The Aggregate Implications of Lumpy Investment in the Presence of Nominal Frictions
First version, November, 2007; This version, August, 2008

At the level of the firm or plant, both capital stocks and prices are typically changed infrequently. We describe a two-dimensional generalized (S,s) environment which replicates both of these facts, and use it to examine the implications of firm-specific factors for the dynamics of output and inflation. Established work on the interaction of real and nominal rigidities shows that the presence of firm-specific capital increases the persistence of inflation and the real effects of monetary shocks, by inducing firms to select smaller price adjustments than they would if capital was freely adjustable. In the two-dimensional generalized (S,s) model, installation costs lead to temporarily firm-specific capital, until the benefits to investment become large enough to warrant payment of installation costs. Capital depreciation and infrequent replacement purchases create endogenous fluctuations in marginal cost which increase firms' willingness to pay menu costs of price adjustment, and the sensitivity of real aggregates to nominal disturbances falls. While the literature typically finds the cross-sectional distribution of capital to be irrelevant for aggregate dynamics, it becomes important in the presence of small nominal rigidities. 

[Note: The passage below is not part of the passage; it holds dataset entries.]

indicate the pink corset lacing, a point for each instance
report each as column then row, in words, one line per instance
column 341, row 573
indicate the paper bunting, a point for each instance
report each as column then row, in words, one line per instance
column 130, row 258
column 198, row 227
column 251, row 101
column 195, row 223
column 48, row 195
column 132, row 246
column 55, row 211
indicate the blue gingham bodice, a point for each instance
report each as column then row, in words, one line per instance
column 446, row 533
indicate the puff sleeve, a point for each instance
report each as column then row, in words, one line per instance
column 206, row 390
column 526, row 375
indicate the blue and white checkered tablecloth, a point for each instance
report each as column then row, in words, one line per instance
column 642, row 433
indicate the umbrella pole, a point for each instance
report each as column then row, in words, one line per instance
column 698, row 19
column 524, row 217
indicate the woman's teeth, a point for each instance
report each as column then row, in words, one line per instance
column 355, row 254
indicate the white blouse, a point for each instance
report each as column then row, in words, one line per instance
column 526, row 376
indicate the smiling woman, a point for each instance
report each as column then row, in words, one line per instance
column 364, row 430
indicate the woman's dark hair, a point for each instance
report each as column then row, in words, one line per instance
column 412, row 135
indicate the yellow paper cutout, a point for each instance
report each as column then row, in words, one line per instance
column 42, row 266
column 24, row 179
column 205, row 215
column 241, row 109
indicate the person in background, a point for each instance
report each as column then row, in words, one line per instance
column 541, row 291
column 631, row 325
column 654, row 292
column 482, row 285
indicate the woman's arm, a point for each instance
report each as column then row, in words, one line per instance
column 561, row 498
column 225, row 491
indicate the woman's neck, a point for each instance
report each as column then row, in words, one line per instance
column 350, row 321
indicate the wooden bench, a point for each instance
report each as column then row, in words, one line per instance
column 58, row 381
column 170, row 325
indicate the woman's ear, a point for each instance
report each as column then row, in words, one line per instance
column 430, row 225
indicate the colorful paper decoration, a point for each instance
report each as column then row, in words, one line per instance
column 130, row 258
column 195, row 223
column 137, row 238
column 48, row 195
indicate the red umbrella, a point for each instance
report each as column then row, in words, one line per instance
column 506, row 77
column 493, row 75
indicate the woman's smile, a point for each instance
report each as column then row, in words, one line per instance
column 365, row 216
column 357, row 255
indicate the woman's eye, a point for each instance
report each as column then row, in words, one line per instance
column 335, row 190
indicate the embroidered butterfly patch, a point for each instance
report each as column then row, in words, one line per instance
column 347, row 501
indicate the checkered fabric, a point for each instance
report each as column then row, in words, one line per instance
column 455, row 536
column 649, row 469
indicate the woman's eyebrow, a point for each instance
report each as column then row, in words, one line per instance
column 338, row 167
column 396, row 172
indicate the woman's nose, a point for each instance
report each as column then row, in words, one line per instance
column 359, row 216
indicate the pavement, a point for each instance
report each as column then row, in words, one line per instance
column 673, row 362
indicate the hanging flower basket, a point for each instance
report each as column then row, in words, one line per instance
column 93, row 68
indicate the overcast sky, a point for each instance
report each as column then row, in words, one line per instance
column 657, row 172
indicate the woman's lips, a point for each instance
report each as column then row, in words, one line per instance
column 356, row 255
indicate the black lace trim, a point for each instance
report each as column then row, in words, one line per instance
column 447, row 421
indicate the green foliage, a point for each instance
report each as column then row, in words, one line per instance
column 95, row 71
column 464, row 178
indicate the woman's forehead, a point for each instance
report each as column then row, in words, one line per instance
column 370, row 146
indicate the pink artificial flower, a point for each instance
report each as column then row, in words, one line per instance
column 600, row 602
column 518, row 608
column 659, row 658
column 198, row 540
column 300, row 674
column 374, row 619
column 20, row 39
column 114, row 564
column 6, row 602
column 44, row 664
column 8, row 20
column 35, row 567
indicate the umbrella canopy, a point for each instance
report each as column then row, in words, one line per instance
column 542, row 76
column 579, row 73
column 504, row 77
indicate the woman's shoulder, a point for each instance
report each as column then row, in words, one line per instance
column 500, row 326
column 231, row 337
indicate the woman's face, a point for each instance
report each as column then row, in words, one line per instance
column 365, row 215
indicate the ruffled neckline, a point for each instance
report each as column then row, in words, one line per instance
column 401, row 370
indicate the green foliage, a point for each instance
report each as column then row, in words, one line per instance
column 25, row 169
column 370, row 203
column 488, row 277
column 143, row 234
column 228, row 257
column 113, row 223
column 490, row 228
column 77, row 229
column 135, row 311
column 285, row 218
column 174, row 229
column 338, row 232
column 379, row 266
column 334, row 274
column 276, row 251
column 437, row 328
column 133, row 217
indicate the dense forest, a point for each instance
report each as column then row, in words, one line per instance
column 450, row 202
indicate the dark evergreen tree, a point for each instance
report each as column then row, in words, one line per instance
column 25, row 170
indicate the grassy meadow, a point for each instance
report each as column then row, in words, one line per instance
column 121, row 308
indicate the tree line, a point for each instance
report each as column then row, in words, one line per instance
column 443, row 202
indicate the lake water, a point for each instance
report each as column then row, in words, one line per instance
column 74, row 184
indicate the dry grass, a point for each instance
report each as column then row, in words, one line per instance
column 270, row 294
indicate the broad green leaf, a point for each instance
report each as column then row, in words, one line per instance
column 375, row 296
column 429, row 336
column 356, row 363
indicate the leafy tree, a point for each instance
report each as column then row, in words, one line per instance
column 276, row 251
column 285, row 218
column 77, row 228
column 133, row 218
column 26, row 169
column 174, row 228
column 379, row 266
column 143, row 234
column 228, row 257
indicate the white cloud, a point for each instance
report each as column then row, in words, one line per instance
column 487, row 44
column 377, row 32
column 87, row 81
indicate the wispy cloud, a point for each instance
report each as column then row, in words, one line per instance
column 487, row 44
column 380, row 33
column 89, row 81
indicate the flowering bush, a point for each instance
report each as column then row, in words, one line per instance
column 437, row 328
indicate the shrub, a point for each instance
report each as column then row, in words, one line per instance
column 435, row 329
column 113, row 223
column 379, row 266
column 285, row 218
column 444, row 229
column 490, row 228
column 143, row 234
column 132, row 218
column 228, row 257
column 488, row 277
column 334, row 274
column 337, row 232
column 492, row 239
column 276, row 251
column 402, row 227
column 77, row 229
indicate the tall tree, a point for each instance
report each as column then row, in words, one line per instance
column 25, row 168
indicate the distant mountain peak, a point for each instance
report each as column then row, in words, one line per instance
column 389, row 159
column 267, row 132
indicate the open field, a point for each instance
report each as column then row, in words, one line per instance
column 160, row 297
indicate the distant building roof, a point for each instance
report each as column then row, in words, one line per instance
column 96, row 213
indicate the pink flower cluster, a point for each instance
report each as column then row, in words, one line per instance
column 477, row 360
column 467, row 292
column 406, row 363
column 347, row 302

Should Macroeconomists Discount Sales?
June, 2007

We question the orthodox view that sales are unimportant for understanding inflation. Through introduction of a new decomposition that analyzes inflation in terms of both inflation in permanent prices and cross-sectional changes in sale behavior, we show that at weekly periodicity changes in permanent prices accounts for as little as 60% of the variation in inflation. At lower frequencies (semiannual in our sample) the contributions of sales to inflation are negligible.

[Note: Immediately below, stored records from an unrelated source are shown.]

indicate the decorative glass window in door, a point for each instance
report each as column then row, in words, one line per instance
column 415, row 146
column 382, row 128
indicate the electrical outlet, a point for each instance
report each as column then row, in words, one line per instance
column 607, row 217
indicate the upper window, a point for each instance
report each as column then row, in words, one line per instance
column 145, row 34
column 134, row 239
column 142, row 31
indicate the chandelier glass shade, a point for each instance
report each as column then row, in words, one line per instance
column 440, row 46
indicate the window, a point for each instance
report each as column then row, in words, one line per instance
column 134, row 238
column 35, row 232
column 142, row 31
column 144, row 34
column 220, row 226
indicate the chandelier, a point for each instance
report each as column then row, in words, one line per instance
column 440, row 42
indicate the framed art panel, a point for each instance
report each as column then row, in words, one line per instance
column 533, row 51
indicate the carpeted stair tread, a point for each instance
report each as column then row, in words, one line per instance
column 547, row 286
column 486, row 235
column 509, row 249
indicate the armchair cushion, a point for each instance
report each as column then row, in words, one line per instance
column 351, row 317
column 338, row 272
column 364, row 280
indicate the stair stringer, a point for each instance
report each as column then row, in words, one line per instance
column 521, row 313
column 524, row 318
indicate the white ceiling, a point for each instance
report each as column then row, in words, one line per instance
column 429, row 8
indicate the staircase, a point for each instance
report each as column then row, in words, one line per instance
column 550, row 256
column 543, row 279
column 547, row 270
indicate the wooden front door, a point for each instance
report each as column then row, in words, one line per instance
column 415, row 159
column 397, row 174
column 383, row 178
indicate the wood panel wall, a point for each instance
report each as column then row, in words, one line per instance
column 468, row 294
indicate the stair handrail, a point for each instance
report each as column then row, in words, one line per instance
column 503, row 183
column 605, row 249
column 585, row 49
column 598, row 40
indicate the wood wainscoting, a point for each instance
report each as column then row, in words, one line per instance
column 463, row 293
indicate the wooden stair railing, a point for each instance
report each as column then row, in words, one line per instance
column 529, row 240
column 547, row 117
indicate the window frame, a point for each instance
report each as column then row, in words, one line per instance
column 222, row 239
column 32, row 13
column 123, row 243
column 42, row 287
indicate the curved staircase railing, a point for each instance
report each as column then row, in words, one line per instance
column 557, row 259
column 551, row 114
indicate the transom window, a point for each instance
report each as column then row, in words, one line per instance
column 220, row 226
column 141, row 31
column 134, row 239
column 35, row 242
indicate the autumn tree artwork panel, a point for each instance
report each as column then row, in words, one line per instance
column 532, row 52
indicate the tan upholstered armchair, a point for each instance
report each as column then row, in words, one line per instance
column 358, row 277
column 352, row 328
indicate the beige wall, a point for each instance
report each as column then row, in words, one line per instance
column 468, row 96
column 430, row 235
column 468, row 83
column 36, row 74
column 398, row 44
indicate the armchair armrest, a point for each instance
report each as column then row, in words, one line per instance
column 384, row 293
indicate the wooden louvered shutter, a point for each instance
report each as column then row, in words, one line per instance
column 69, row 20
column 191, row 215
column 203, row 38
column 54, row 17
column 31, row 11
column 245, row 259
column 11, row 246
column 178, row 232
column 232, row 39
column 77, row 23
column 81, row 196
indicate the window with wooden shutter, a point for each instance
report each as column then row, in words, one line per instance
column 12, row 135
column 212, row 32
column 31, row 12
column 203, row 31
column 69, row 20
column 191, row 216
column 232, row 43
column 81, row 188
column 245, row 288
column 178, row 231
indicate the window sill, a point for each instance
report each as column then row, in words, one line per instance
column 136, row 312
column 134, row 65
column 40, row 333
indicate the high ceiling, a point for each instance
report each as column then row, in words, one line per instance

Straightforward approximate stochastic equilibria for nonlinear Rational Expectations models (with Robert G. King and Denny Lie)
August, 2008

Macroeconomists are increasingly interested in Taylor series approximations to nonlinear rational expectations models.  Using the twin ideas that an exact rational expectations solution typically makes all variables depend on an infinite history of shocks and that an approximate rational expectations solution of a desired order should therefore stretch shocks at all dates, we develop a practical recipe for a particular Taylor series approximation approach.  The approach has four highly desirable features. First, it leads to solutions that are in linear state space form. Second, it permits an extension of the effects of shocks that accomodates state-dependent responses and time-varying forecast error volatility. Third, it allows use linear rational expectations techniques to solve sequentially for the approximation components ("stochastic differentials") that make up the Taylor series approximation.  Fourth, it allows the simple proof of results on the nature of Taylor series approximations in Judd [1998] and Schmitt-Grohe and Uribe [2004], while also resolving some puzzling aspects of approximations in the literature that are based on alternative Taylor series approaches.

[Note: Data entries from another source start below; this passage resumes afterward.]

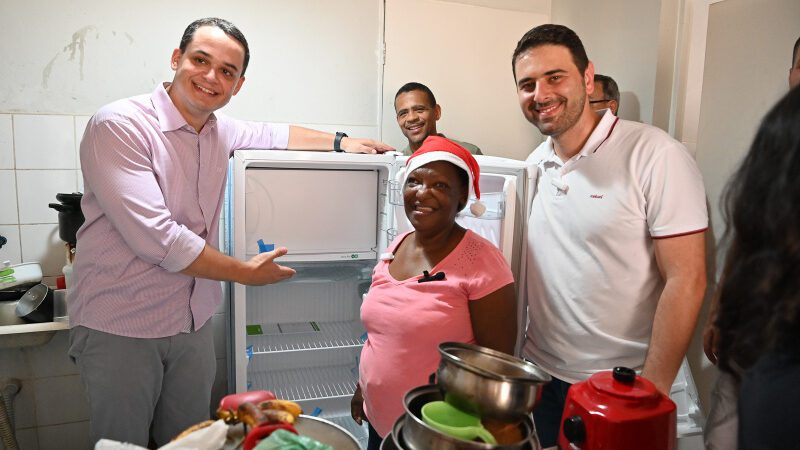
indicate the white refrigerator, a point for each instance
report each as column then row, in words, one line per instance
column 336, row 213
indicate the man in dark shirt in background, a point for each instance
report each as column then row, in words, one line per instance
column 417, row 113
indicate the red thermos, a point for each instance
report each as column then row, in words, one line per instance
column 617, row 410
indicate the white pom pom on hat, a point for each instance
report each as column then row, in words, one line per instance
column 437, row 148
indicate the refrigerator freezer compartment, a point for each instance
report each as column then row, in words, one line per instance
column 293, row 208
column 304, row 336
column 312, row 384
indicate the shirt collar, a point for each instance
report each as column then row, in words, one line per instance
column 600, row 133
column 169, row 118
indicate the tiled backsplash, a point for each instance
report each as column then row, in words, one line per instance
column 38, row 159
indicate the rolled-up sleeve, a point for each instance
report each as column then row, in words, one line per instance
column 116, row 161
column 255, row 135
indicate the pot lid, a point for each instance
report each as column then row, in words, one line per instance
column 623, row 382
column 70, row 199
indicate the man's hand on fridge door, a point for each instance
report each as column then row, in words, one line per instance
column 358, row 145
column 263, row 270
column 357, row 406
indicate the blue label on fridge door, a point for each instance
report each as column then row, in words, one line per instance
column 263, row 248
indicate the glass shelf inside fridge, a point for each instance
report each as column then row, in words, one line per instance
column 303, row 385
column 304, row 336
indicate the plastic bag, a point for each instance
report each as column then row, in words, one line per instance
column 286, row 440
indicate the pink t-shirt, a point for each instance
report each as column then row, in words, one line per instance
column 407, row 320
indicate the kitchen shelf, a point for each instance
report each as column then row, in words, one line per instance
column 330, row 335
column 312, row 384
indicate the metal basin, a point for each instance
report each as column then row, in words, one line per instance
column 414, row 434
column 17, row 333
column 8, row 314
column 487, row 382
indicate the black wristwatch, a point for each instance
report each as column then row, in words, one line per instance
column 337, row 141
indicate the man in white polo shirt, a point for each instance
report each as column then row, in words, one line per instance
column 616, row 259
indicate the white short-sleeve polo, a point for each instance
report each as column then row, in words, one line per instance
column 593, row 282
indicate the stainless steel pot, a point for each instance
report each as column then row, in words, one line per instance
column 490, row 383
column 36, row 305
column 414, row 434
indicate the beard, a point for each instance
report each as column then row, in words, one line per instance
column 564, row 121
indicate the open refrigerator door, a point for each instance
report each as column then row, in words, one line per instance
column 302, row 338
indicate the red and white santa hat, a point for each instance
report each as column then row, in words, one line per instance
column 437, row 148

Recursive optimal policy design: second order approximation, decision rules, and welfare (with Robert G. King and Denny Lie)
August, 2008

 

Using the natural recursive methods approach of Kydland and Prescott [1982] and Marcet and Marimon [1998], we present a toolkit for studying optimal policy design and evaluating welfare in a general class of models. Second-order methods along the lines of Schmitt-Grohe and Uribe [2004] are generalized in Johnston, King and Lie [2008] so that new policy environments, including those with time-varying volatility and state-dependent responses can be solved and evaluated. We present a simple example using a familiar sticky price model and money demand, which is then modified to include stochastic volatility of productivity. Second-order accurate policy responses are shown to depend in quantitatively important ways on the state vector.